Kendel-Geflüster : Corona-Krise besiegelt das Aus der St. Huberter Poststuben

Das Ehepaar Poeten schließt die Gaststätte an der Königsstraße – ein Nachfolger soll aber in Sicht sein.

Eine schlechte Nachricht hat der Kendel-Flüsterer heute direkt zu Anfang: Am Freitag schließt die Gaststätte Poststuben, Königsstraße 14. Das Lokal verdient den Titel Traditionsgaststätte. War sie und ihre Kegelbahn doch bislang Anlaufpunkt für viele Vereine und Veranstaltungen. Die Noch-Pächter Uwe und Gabriele Poeten haben im April 2013 die Gaststätte übernommen. Davor war sie in der Hand von Hubert und Annemarie Zens, wenn man vom kurzen Intermezzo von Gabriele Rösel absieht, die nach einem Jahr (2011 bis 2012) das Handtuch warf. Eigentlich hatte Zens 2011 nach 35 Jahren aufhören wollen und deshalb an Rösel übergeben. Aber bis er in Poeten einen neuen Pächter gefunden hatte, sprang er noch einmal ein. Damals wohnte das Ehepaar Poeten noch in Weeze, zog aber in die Wohnung über dem Lokal. Jetzt heißt es wieder umziehen. „Aber wir bleiben in St. Hubert“, sagt Gabriele Poeten.
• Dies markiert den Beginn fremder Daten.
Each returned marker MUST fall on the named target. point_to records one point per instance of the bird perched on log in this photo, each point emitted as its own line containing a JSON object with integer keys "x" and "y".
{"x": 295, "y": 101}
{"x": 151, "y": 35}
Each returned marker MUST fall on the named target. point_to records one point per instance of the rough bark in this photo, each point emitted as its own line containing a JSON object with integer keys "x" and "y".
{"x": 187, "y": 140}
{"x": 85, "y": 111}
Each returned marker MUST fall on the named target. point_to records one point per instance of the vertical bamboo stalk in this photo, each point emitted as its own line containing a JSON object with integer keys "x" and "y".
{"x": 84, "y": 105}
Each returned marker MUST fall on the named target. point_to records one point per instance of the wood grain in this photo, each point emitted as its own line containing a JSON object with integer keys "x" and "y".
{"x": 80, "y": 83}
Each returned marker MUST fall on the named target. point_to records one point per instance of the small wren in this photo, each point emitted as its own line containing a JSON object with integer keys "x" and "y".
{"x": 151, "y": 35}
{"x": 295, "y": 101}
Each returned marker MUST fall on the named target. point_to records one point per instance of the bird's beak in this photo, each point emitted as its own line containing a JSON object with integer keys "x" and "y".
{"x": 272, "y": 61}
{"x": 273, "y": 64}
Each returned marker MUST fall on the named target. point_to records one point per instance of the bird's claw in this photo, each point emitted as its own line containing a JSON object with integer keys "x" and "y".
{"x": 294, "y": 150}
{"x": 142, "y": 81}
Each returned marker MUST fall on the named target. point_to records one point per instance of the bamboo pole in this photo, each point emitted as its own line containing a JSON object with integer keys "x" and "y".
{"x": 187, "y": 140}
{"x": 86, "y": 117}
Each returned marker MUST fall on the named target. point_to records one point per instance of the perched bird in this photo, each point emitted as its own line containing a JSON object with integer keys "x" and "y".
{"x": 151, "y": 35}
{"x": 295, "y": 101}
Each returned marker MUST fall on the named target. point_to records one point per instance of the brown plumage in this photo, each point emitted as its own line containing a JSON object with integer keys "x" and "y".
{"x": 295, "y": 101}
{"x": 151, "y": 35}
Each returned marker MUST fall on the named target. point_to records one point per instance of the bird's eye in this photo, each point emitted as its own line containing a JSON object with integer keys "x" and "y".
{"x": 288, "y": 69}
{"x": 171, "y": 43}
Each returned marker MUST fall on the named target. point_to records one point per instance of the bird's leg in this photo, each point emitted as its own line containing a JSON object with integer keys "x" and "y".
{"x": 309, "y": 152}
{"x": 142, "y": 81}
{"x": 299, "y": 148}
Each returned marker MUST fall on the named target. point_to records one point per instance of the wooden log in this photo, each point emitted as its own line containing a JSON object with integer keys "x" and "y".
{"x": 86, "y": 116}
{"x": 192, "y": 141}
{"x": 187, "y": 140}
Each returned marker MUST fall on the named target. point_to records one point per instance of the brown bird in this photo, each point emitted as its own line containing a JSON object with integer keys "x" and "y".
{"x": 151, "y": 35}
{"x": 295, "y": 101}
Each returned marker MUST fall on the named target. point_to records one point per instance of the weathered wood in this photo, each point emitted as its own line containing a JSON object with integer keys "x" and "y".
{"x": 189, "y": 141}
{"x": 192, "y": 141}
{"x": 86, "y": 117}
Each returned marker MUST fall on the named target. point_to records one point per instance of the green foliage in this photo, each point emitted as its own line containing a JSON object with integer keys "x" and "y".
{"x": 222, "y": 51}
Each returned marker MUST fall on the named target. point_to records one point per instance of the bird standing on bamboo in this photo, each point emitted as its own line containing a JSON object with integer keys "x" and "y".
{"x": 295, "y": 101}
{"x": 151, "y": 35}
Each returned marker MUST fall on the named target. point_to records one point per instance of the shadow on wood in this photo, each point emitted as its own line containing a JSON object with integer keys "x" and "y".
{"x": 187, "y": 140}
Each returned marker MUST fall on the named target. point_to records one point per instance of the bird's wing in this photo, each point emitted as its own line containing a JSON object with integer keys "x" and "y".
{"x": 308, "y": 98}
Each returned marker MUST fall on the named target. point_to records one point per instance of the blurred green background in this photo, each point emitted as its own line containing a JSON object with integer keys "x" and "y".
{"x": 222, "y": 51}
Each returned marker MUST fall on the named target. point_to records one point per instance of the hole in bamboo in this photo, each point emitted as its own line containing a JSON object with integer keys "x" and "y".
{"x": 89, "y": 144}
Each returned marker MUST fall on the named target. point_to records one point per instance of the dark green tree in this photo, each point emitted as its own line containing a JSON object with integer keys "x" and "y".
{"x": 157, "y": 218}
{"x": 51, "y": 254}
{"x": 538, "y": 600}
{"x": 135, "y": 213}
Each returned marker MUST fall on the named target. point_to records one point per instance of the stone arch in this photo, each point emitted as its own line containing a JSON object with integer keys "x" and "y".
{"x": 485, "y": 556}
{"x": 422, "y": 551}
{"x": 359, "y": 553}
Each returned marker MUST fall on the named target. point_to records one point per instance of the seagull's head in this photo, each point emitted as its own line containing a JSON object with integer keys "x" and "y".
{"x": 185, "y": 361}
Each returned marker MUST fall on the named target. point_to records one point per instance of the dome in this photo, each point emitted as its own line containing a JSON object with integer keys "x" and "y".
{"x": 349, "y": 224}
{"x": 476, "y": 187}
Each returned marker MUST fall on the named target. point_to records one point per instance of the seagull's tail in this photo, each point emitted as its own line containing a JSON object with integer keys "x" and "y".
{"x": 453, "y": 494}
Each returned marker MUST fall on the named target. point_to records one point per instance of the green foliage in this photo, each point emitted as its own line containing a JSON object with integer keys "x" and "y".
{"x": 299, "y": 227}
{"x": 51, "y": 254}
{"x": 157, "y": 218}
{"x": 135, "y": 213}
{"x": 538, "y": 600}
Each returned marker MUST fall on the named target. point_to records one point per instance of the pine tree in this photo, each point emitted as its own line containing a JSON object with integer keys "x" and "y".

Geht’s am 1. September weiter?

Als Grund für die Aufgabe nennt Gabriele Poeten unter anderem die Corona-Krise: „Das hat uns letztlich das Genick gebrochen. Als wir geschlossen hatten, gab es zwar Zuschüsse, aber auch nach der Öffnung kommen viele nicht wieder und auch fest eingeplante Veranstaltungen finden nicht mehr statt.“ Auch für die sieben Aushilfskräfte sei nun erstmal Schluss. Ihr Mann, gelernter Koch, werde in seinem Beruf weiter arbeiten. Sie selbst, so Poeten, sei sowieso in Vollzeit anderweitig beschäftigt. Vom Eigentümer der Gaststätte, einem Kempener Steuerberaterbüro, weiß Poeten, dass es an der Königsstraße 14 ab dem 1.September weitergehen soll. Poeten: „Das sollten wir den Kegelvereinen weitersagen.“ Wer neuer Pächter wird und welches Konzept geplant ist, soll aber noch nicht verraten werden. Der Flüsterer bleibt dran...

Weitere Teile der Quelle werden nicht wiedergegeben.